The present invention relates to a dilator. The dilator includes a shaft, a lumen and a hub. The shaft has at least two stiffness sections with the stiffness sections becoming less rigid as they approach a distal end of the shaft. The varying stiffness sections allow the dilator to track along the guidewire through torturous vasculature so as the dilator is advanced and the stiffness is changed, the stiffer sheath can advance smoothly through a blood vessel. The dilator may also taper at the distal tip to stretch the initial skin puncture hole larger to accommodate the dilator shaft and ease the sheath tip insertion through to the vasculature. Or the shaft may taper from where it extends beyond the sheath distal tip to the distal end so that it can reach further distal in the vasculature. The dilator may also include an atraumatic tip for easier advancement of the dilator. The dilator distal end may also include one or more radiopaque markers and a shaped distal end.

Description

    BACKGROUND OF THE INVENTION
  • 1. Field of the Invention
  • The present invention relates to a dilator. Specifically, the present invention relates to a selective guide sheath dilator with multiple stiffness sections.

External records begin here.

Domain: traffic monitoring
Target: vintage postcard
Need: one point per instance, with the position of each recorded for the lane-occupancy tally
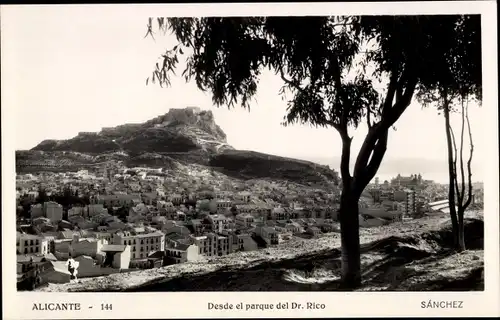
(250, 160)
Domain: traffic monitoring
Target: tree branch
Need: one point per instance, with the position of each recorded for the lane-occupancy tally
(454, 169)
(376, 159)
(345, 158)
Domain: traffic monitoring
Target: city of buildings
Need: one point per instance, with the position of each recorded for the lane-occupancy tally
(119, 219)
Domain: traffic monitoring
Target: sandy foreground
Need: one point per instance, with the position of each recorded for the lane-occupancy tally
(408, 256)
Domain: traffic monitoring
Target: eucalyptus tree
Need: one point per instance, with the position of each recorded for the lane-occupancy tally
(453, 84)
(339, 72)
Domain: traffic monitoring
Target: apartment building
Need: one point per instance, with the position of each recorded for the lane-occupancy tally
(31, 244)
(141, 244)
(212, 244)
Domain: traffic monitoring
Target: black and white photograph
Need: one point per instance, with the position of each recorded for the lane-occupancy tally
(271, 152)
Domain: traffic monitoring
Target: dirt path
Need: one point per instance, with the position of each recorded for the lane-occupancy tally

  • 2. Background of the Invention
  • In today's medical field, many medical procedures require entry into a patient's blood vessel for purposes of accessing a desired site, e.g., angioplasty and stenting. In order to gain access to the desired site, a sheath is usually advanced through the blood vessel. Once in place within the patient's vessel, various types of medical instrumentation can be fed through the sheath and positioned at the desired site so that the procedure may be performed.
  • To initially gain access to a particular site within a patient, a needle is used to puncture the patient's skin and gain entry to a desired blood vessel. A guide wire is then inserted into a lumen in the needle and is fed into the blood vessel. The needle is then removed, with the guide wire being left in place.
  • A dilator/sheath assembly is then placed over the guide wire and advanced to a position inside the blood vessel. The distal end of the dilator may be tapered to a relatively small diameter and extend beyond the distal end of the sheath. The tapered distal end of the dilator allows the dilator/sheath assembly to be introduced into a patient's vessel in a manner that gradually increases the size of the opening in the vessel so that the vessel can ultimately accommodate the larger sized sheath without causing trauma, injury or other difficulties to the patient.
  • Once the guide wire and the dilator/sheath assembly are advanced within the blood vessel to the desired site, the dilator is removed. The guide wire and sheath are now used to introduce and guide medical instrumentation to the desired site within the blood vessel.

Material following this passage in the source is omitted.